To connect to the PostgreSQL instance running in the Docker container, you can use psql, the PostgreSQL command-line client. If psql is installed on your local machine, you can run the following command:

psql -h localhost -p 5432 -U postgres -W

In this command:

  • -h localhost: Specifies the host as localhost (your machine).
  • -p 5432: Specifies the port (mapped to the Docker container’s port).
  • -U postgres: Specifies the username as postgres (the default superuser).
  • -W: Prompts you to enter the password (mysecretpassword).

2. Connecting with a Database GUI Client

You can also use GUI tools such as pgAdmin, DBeaver, or TablePlus to connect to PostgreSQL running in Docker. Simply use the following connection parameters:

  • Host: localhost
  • Port: 5432
  • Username: postgres
  • Password: mysecretpassword

3. Connecting with Python (psycopg2)

You can connect to PostgreSQL in Docker from Python using the psycopg2 library. Here's an example:

pip install psycopg2
import psycopg2

# Connect to the PostgreSQL instance running in Docker
conn = psycopg2.connect(
    host="localhost",
    port="5432",
    user="postgres",
    password="mysecretpassword",
    database="postgres"
)

# Create a cursor to interact with the database
cursor = conn.cursor()

# Execute a simple query
cursor.execute("SELECT version();")

# Fetch and print the result
result = cursor.fetchone()
print(result)

# Close the connection
cursor.close()
conn.close()

In this example:

  • We connect to the PostgreSQL database running in the Docker container.
  • The PostgreSQL version is retrieved and printed.

14.1.4 Managing PostgreSQL Containers

Docker makes it easy to manage PostgreSQL containers. Here are a few essential commands:

1. Stopping the PostgreSQL Container

To stop the PostgreSQL container, use the following command:

docker stop my_postgres

This stops the running PostgreSQL container.

2. Starting the PostgreSQL Container

To start a previously stopped PostgreSQL container:

docker start my_postgres

3. Removing the PostgreSQL Container

If you no longer need the PostgreSQL container, you can remove it using:

docker rm -f my_postgres

The -f flag forces the removal, even if the container is running.


14.1.5 Persisting PostgreSQL Data with Docker Volumes

By default, when you remove a Docker container, its data is also removed. To persist PostgreSQL data between container runs, you can use Docker volumes.

1. Running PostgreSQL with a Volume

To persist data in a Docker volume, you can use the -v option when starting the PostgreSQL container:

docker run --name my_postgres -e POSTGRES_PASSWORD=mysecretpassword -d -p 5432:5432 -v pgdata:/var/lib/postgresql/data postgres

In this command:

  • -v pgdata:/var/lib/postgresql/data: Creates a Docker volume named pgdata to persist the PostgreSQL data in /var/lib/postgresql/data (the default PostgreSQL data directory).

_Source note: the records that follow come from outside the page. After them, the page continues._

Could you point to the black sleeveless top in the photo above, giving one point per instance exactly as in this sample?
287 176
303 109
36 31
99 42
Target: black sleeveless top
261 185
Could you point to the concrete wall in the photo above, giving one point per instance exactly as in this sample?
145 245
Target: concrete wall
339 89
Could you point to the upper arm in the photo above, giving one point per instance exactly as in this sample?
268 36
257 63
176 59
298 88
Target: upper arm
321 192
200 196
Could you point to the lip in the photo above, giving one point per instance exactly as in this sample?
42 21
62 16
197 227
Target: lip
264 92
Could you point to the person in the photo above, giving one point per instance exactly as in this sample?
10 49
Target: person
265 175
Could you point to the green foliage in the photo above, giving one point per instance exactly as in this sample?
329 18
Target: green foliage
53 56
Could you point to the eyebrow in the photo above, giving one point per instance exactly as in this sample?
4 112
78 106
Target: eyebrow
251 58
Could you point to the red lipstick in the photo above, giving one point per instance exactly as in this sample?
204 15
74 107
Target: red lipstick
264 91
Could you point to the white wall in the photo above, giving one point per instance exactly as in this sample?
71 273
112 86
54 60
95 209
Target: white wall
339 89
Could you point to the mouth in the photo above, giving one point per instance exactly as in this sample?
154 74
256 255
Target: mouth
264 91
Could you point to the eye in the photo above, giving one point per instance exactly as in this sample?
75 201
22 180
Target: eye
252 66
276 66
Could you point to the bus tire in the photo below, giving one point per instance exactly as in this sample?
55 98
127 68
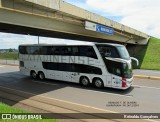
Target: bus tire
84 81
41 75
98 83
33 74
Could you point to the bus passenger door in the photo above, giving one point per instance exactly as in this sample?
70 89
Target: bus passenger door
67 76
116 82
75 77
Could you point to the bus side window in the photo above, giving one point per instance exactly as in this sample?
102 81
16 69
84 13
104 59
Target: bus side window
56 51
75 51
66 51
22 50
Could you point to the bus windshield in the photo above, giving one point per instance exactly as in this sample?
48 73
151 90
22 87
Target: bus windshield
123 52
113 51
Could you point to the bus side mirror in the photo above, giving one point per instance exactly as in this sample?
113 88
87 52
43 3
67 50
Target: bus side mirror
135 60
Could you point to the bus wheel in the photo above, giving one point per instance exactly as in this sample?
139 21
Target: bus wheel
41 76
84 81
33 75
98 83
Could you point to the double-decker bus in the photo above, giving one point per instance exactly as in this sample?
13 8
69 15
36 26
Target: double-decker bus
100 64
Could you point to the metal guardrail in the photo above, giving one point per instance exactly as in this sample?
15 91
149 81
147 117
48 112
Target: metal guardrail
9 62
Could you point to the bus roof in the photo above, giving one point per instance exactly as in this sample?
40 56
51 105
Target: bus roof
72 44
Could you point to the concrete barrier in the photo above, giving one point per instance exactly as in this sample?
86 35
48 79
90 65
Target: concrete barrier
9 62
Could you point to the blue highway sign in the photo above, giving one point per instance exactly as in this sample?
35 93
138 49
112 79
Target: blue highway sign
104 29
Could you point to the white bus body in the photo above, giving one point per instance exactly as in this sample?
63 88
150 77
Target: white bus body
87 63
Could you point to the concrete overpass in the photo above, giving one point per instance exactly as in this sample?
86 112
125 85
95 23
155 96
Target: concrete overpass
56 18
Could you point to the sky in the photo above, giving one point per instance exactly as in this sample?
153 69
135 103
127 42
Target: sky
143 15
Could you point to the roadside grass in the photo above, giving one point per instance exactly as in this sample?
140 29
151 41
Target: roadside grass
9 56
151 58
8 109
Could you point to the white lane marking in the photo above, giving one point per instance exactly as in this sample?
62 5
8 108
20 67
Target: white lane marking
45 83
109 93
146 87
83 89
104 110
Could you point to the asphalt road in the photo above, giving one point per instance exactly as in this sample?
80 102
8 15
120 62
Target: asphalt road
142 97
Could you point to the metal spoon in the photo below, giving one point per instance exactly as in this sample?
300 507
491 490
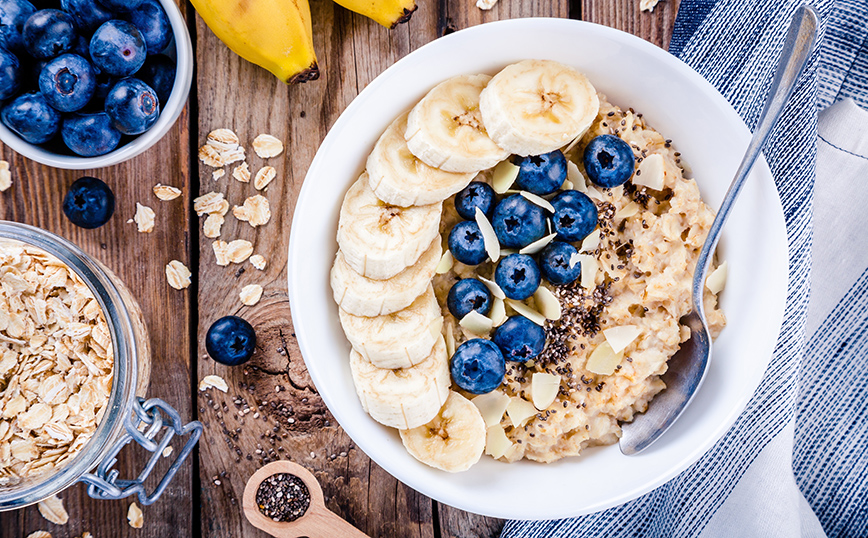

Now, even if you stop or remove the container, the data will remain in the pgdata volume, and it will be available the next time you run the container.

2. Inspecting Volumes

To view all Docker volumes, use:

docker volume ls

This will show the list of volumes, including pgdata.


14.1.6 Summary

In this section, we covered how to:

Install Docker on different operating systems.

  • Run PostgreSQL in a Docker container, isolating your database instance for development or testing purposes.
  • Connect to PostgreSQL from the command-line client, GUI tools, and Python.
  • Manage PostgreSQL containers using Docker commands.
  • Persist PostgreSQL data using Docker volumes.

Using Docker to run PostgreSQL allows you to quickly set up and tear down database instances without modifying your local environment, making it ideal for development and testing. With Docker, you can maintain consistency and simplify database management across different environments.